Lecture et gourmandise

Il fut un temps où j’attendais le moment des courses au supermarché avec impatience ! Ma mère me déposait au rayon livres et m’y retrouvait avant de passer en caisse. Je l’attendais à chaque fois pleine d’espoir, un livre en main (Le club des Cinq, Les six Compagnons,…), une pointe d’inquiétude au cœur dans l’attente du oui rituel.

Si ce souvenir est de fait un souvenir rapporté, l’émotion face à un nouveau livre à découvrir est, elle, toujours celle de mon enfance. Je la retrouve à chaque fois que je passe devant mes librairies « aux trésors » : la gourmandise des yeux devant la vitrine (pour être honnête, c’est bien celle que je ressens aussi devant la devanture d’une bonne pâtisserie). Y a-t-il là un livre pour moi aujourd’hui ? Des livres peut-être ? Les festins existent aussi en lecture… Et puis, la fébrilité joyeuse au moment d’entrer dans la caverne d’Ali Baba : le départ pour notre prochaine aventure est imminent, les adultes accompagnant les voyageurs sont priés de bien vouloir contrôler la jubilation de leurs protégés ; adultes, soyez vigilants, car si vous oubliez de composer votre attitude, vous aurez le regard pétillant d’un gamin qui vient dépenser son argent de poche !

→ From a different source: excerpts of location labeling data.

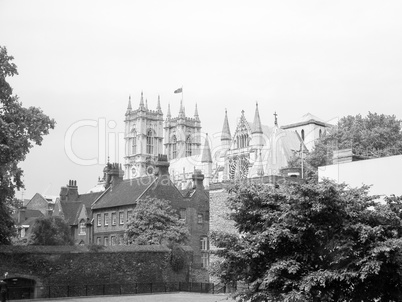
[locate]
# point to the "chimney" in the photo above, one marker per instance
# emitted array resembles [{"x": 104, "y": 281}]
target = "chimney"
[
  {"x": 72, "y": 190},
  {"x": 198, "y": 179},
  {"x": 21, "y": 215},
  {"x": 114, "y": 175},
  {"x": 63, "y": 193},
  {"x": 162, "y": 165}
]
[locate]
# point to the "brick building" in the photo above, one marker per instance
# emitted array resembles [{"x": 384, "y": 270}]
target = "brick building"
[
  {"x": 112, "y": 209},
  {"x": 75, "y": 209}
]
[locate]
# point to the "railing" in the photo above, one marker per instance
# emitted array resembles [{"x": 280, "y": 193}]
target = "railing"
[{"x": 82, "y": 290}]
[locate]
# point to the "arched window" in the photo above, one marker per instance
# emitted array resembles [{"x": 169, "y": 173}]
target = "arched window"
[
  {"x": 134, "y": 145},
  {"x": 188, "y": 146},
  {"x": 83, "y": 227},
  {"x": 150, "y": 142},
  {"x": 204, "y": 245},
  {"x": 174, "y": 147}
]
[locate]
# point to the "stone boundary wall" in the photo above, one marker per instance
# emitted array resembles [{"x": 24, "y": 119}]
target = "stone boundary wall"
[{"x": 51, "y": 265}]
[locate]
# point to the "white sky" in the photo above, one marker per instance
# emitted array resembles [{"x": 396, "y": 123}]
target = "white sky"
[{"x": 79, "y": 60}]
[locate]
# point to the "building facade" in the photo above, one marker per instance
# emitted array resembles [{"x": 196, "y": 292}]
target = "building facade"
[{"x": 112, "y": 210}]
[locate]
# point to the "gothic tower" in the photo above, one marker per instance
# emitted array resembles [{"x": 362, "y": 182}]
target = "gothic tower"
[
  {"x": 144, "y": 138},
  {"x": 182, "y": 134}
]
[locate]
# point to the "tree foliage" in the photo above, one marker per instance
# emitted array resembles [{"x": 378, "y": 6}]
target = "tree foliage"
[
  {"x": 376, "y": 135},
  {"x": 313, "y": 242},
  {"x": 20, "y": 128},
  {"x": 154, "y": 221},
  {"x": 50, "y": 231}
]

Adolescente, j’ai « bazardé » mes Club des Cinq et mes Six Compagnons dans des brocantes. Je me sentais trahie par les livres. Difficile de trouver dans la « vraie » vie l’amitié et l’aventure qu’ils promettaient. Le passage aux lectures des « grands » au collège n’avait rien arrangé. Eugénie Grandet était au programme de sixième ou de cinquième, et le message, tel que je l’avais compris, de la mère d’Eugénie à sa fille, m’avait durablement déstabilisée : vivre, c’est souffrir et mourir. Superbe encouragement pour démarrer dans la vie, surtout quand on pressent très tôt combien il y a de souffrance dans le monde.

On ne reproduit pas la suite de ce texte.